Hello, dear Habrayuzer!
Continuing the series of posts on multi-threaded programming, I would like to touch on one fundamental problem of using signal variables in Linux, unfortunately, which still does not have a beautiful universal solution (or maybe it is just unknown to me). Many, unfortunately, do not even realize that such a problem is taking place.
Consider a simple example of using a signal variable:
')
struct timeval now; struct timespec timeout; gettimeofday(&now, 0); timeout.tv_sec = now.tv_sec + 2;
The meaning of using pthread_cond_timedwait is that we either wait for a signal (pthread_cond_signal or pthread_cond_broadcast) as a notification that somethingHappens (), or stop waiting after the timeout specified by us. In the second part of the phrase lies the very potential problem! Please note that the time passed as the third parameter in pthread_cond_timedwait is set in absolute form! But what if the time is transferred back (!) After we get the current time (gettimeofday) and before we fall asleep waiting on pthread_cond_timedwait?

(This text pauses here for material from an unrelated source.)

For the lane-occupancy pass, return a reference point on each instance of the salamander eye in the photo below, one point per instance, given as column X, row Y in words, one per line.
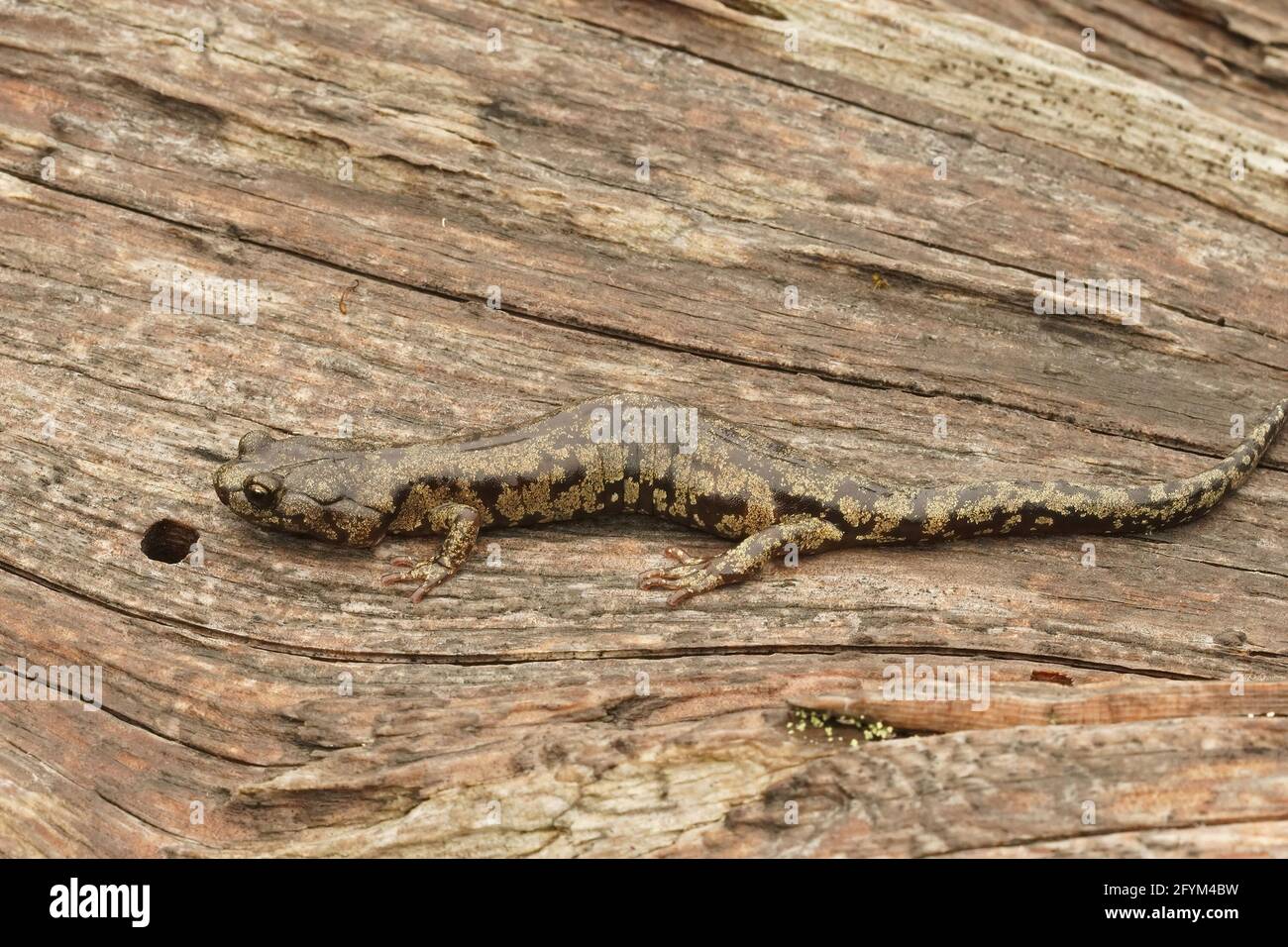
column 262, row 491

What will be the behavior of pthread_cond_timedwait if our process is already sleeping on this call? Everything is clean here! On all the platforms on which I conducted the experiment with the transfer of time back, the change was simply ignored, i.e. in reality, inside the call, time is still converted from an absolute to a relative value. I wonder why this is not rendered in the function interface? That would solve all the problems!
Critics may argue that this is some kind of negligibly improbable situation, so that the translation of the system time falls into this negligibly small piece of code. Let me disagree. On the one hand, if the probability of an event is not zero, then it will necessarily happen (it is accepted to call it the “general effect”), and on the other hand, everything strongly depends on the specific program. We encountered this problem when developing a video surveillance system, and these are dozens of threads (threads), in each of which pthread_cond_timedwait is done at 25 times per second, and shifting the time an hour ago resulted in a probability close to 100% , any stream and fall asleep for this hour plus 1/25 seconds!
What to do?
As I said at the beginning of my story, there is no beautiful solution to this problem, but it’s impossible not to solve it at all! In our system, we have organized a separate stream, let's call it the “system time monitoring stream”, which tracks “time transfers back” and, if they are detected, all alarm variables wake up. Those. in essence, the solution assumes the presence of a dedicated manager in the system in which it is necessary to register all the signal variables used. It turned out something like this:
class SystemTimeManager { public: SystemTimeManager(); ~SystemTimeManager(); void registerCond(pthread_mutex_t *mutex, pthread_cond_t *cond); void unregisterCond(pthread_cond_t *cond); private: static void *runnable(void *ptr); private: time_t _prevSystemTime; pthread_t _thread; bool _finish; pthread_mutex_t _mutex; std::map<pthread_cond_t *, pthread_mutex_t *> _container; }; SystemTimeManager::SystemTimeManager (): _prevSystemTime(time(0)), _finish(false) { pthread_mutex_create(&_mutex, 0); pthread_create(&_thread, 0, runnable, this); } SystemTimeManager::~SystemTimeManager() { _finish=true; pthread_join(_thread, 0); pthread_mutex_destroy(&_mutex); } void SystemTimeManager::registerCond(pthread_mutex_t *mutex, pthread_cond_t *cond) { pthread_mutex_lock(&_mutex); _container.insert(std::make_pair(cond, mutex)); pthread_mutex_unlock(&_mutex); } void SystemTimeManager::unregisterCond(pthread_cond_t *cond) { pthread_mutex_lock(&_mutex); std::map<pthread_cond_t *, pthread_mutex_t *> it=_container.find(cond); if(it!=_container.end()) _container->erase(it); pthread_mutex_unlock(&_mutex); } void * SystemTimeManager::runnable(void *ptr) { SystemTimeManager *me=reinterpret_cast< SystemTimeManager *>(ptr); while(!_finish) { If(time(0)<_prevSystemTime) { pthread_mutex_lock(&me->_mutex); for(std::map<pthread_cond_t *, pthread_mutex_t *> it=_container.begin(); it!=_container.end(); ++it) { pthread_mutex_lock(it->second); pthread_cond_broadcast(it->first); pthread_mutex_unlock(it->second); } pthread_mutex_unlock(&me->_mutex); } _prevSystemTime=time(0); sleep(1); } }
Now we just need to create an instance of the SystemTimeManager class and remember to register all the signal variables we use in it.
In conclusion, I would like to draw the attention of the respected community on the topic of this article “problem, solution, discussion”. The problem, I hope, described quite clearly. The solution of the described problem, though not the most elegant one, I cited - I hope it will be useful for someone. However, the last is a discussion - I can’t do without you, dear Habrawers. Maybe someone has some other, more elegant solutions to this problem?